I had made a post here recently about a guy who I found out after weeks of talking and skype conversations, is married. How do you guys get over this kind of stuff? I feel so ridiculous right now. He lied to me, he is basically on a dating site looking for other women. I should hate this guy. He says he is on there looking for friends. Bs. What guy goes on a dating site to look for friends?!

We talked for a good few weeks but never met. He never asked me on a date or for his number. I knew something wasn't right with how much he said he liked talking to me. I even started to wonder in the back of my mind if he was with someone, it was the only thing that made sense. 

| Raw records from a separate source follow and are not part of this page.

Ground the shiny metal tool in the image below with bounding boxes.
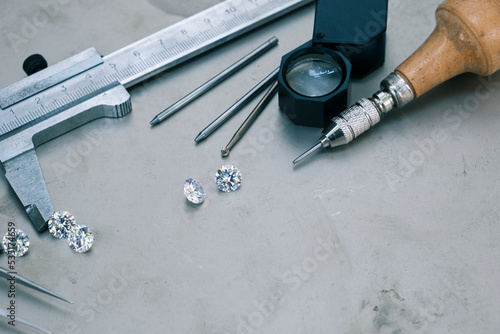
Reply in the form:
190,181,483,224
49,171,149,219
0,267,73,333
293,0,500,164
0,0,312,231
150,37,278,125
194,68,279,143
221,77,278,157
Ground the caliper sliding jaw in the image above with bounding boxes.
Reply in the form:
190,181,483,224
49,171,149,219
0,83,132,232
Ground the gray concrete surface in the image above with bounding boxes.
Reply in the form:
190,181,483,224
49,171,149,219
0,0,500,334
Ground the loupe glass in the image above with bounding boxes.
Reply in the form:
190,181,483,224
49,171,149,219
286,54,343,97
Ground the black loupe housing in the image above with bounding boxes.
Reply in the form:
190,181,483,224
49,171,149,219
278,0,388,127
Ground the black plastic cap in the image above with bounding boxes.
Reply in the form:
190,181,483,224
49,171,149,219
313,0,388,78
23,54,48,76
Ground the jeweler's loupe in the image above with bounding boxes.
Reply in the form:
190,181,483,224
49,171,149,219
278,0,388,127
285,54,344,97
278,42,351,127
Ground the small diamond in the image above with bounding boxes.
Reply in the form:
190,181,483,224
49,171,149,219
184,178,207,204
48,211,76,239
215,165,241,193
2,230,30,257
68,225,94,253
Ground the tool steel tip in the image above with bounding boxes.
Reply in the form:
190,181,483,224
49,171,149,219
293,143,323,165
149,117,160,126
220,147,229,158
194,132,206,143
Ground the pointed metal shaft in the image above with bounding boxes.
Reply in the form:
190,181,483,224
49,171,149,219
293,143,323,165
150,37,278,125
0,309,52,334
221,81,278,157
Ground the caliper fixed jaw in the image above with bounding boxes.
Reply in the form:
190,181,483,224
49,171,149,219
0,83,132,232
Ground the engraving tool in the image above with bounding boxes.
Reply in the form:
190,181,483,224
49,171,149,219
0,0,312,231
293,0,500,164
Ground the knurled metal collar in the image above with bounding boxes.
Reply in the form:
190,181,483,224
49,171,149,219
380,72,415,108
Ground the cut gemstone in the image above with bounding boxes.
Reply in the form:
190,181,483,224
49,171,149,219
184,178,207,204
215,165,241,193
48,211,76,239
68,225,94,253
2,230,30,257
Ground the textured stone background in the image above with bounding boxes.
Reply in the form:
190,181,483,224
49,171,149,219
0,0,500,334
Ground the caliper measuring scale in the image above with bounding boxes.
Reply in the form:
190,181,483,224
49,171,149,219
0,0,312,231
293,0,500,164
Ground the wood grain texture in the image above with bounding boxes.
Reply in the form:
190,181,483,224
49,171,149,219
396,0,500,98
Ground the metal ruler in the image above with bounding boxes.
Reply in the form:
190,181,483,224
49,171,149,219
0,0,313,231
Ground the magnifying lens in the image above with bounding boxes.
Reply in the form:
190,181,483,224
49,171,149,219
285,53,344,97
278,0,388,127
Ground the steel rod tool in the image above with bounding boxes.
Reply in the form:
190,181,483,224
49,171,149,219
294,0,500,163
0,0,312,231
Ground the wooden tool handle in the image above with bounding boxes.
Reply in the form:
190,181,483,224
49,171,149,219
396,0,500,98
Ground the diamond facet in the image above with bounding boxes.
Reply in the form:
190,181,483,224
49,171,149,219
184,178,207,204
48,211,76,239
2,230,30,257
215,165,241,193
68,225,94,253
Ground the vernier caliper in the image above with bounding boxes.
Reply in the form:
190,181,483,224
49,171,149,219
0,0,313,231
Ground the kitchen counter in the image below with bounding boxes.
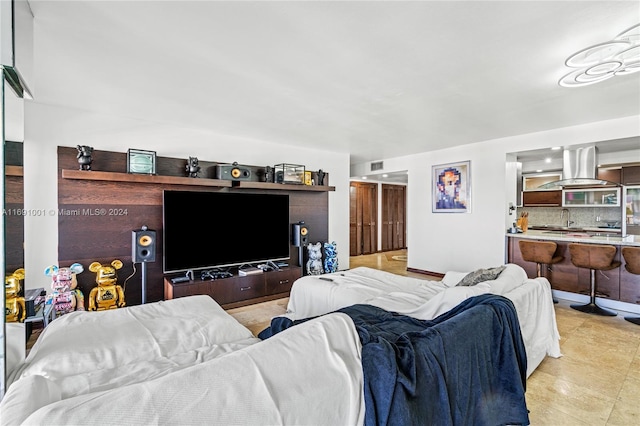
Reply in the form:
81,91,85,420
505,228,640,306
506,229,640,247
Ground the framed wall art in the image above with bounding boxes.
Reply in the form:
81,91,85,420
432,161,471,213
127,149,156,175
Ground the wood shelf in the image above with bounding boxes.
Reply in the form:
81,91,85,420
233,180,336,192
62,169,232,188
62,166,336,192
4,165,24,176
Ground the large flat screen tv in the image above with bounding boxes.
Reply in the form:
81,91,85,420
162,190,291,273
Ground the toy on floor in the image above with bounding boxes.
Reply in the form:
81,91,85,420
307,242,324,275
89,259,125,311
44,263,84,316
4,268,27,322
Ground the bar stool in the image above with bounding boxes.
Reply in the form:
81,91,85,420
569,243,620,317
621,247,640,325
518,240,564,303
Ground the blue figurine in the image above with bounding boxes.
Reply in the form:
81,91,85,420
324,241,338,273
76,145,93,170
185,157,200,177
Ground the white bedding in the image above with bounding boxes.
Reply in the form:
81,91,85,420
2,313,365,425
286,264,561,377
8,296,260,399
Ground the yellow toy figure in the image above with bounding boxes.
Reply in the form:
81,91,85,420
89,259,125,311
4,268,27,322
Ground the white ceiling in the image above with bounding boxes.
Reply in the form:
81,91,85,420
22,0,640,163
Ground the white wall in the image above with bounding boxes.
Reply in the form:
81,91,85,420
351,116,640,273
24,101,349,288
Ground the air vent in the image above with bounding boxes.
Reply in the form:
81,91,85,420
371,161,384,172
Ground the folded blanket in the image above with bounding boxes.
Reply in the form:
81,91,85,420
259,294,529,425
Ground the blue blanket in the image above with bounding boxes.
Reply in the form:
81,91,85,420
259,294,529,426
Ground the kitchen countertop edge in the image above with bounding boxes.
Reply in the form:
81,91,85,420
506,230,640,247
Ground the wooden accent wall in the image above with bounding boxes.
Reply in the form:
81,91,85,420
4,141,24,274
58,147,329,305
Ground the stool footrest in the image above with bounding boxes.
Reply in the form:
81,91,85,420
570,303,617,317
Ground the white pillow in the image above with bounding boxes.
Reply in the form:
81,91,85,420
485,263,528,295
0,376,62,426
440,271,468,287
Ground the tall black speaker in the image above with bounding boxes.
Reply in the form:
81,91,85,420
291,222,309,247
131,226,156,263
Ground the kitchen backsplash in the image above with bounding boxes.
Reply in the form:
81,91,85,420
513,207,622,228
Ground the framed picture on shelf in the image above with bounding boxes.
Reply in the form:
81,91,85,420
432,161,471,213
127,149,156,175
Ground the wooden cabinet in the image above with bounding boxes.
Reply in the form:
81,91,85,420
622,166,640,185
562,188,620,207
57,147,335,306
596,168,622,183
164,267,302,309
522,189,562,207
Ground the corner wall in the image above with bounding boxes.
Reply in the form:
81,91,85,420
351,116,640,273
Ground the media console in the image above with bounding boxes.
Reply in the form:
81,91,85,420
164,266,302,309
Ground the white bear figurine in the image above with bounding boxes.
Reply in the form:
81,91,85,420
307,242,324,275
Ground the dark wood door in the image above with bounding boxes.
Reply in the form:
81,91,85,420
349,182,378,256
382,184,407,251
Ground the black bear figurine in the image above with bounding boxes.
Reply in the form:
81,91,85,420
185,157,200,177
76,145,93,170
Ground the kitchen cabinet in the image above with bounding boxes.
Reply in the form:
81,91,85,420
622,166,640,185
522,189,562,207
562,188,620,207
596,167,622,183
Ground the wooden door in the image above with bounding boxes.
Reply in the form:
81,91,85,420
382,184,407,251
349,182,378,256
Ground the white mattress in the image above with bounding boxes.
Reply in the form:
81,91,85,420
286,264,561,376
8,296,260,399
5,314,365,425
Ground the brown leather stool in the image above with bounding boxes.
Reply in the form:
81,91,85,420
569,243,620,317
518,240,564,303
621,247,640,325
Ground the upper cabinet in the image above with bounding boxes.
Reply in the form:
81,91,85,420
621,166,640,185
522,189,562,207
562,188,620,207
598,166,640,185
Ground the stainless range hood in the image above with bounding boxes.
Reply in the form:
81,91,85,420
539,146,620,189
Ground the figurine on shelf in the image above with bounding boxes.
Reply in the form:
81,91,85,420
44,263,84,316
76,145,93,170
324,241,338,274
264,166,273,183
307,242,324,275
185,157,200,177
4,268,27,322
89,259,125,311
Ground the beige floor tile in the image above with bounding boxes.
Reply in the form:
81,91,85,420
527,371,616,426
607,377,640,426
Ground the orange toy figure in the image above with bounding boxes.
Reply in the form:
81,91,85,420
89,259,125,311
4,268,27,322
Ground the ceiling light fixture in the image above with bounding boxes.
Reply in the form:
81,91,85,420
558,24,640,87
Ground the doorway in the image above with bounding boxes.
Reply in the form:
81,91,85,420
381,184,407,251
349,182,378,256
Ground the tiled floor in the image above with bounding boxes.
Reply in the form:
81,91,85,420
229,251,640,426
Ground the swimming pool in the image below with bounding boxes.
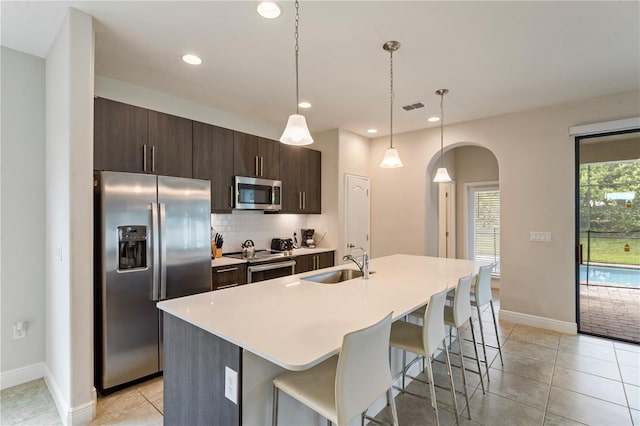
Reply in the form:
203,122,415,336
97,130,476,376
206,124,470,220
580,265,640,287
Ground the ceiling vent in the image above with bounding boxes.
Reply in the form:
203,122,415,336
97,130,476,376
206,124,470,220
402,102,424,111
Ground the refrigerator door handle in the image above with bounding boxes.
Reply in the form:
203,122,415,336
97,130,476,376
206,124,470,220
159,203,167,300
151,203,160,301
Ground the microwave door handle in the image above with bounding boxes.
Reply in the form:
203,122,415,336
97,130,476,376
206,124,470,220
151,203,160,302
160,203,167,300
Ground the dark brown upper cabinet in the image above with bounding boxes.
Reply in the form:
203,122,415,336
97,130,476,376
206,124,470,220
149,111,193,178
233,132,280,179
93,98,192,178
93,98,150,173
193,121,234,213
280,145,322,213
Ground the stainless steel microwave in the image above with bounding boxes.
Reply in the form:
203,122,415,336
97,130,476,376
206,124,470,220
234,176,282,210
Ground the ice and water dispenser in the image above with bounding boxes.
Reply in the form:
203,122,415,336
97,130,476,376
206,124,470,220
118,225,147,270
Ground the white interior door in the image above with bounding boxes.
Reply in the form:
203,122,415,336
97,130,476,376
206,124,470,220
340,175,370,256
438,182,456,258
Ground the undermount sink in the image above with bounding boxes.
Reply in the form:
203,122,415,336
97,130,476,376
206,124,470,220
301,269,374,284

Why do these guys say things like they are falling for you and want to be with you. People like this just make no sense to me. I feel rejected and used and taken advantage of. We hadn't even met up, but we were talking all the time and I really felt the potential for something (in my head at least). 

Now he has been really distant and says he just thinks we should be friends for now because it is easier and he can't deal with all my emotions and drama over this, but do you blame me? HE IS MARRIED! I am so mad right now. I don't know why I keep falling for the same guys over and over again. I don't know why I don't just have the strength to block this a hole. I just can't bring myself to do it, and I don't know why. 

I am even blaming myself for ruining this by being too over the top. I hadn't felt this way in a really long time, but it was all a lie and a fantasy. He is always on the site too.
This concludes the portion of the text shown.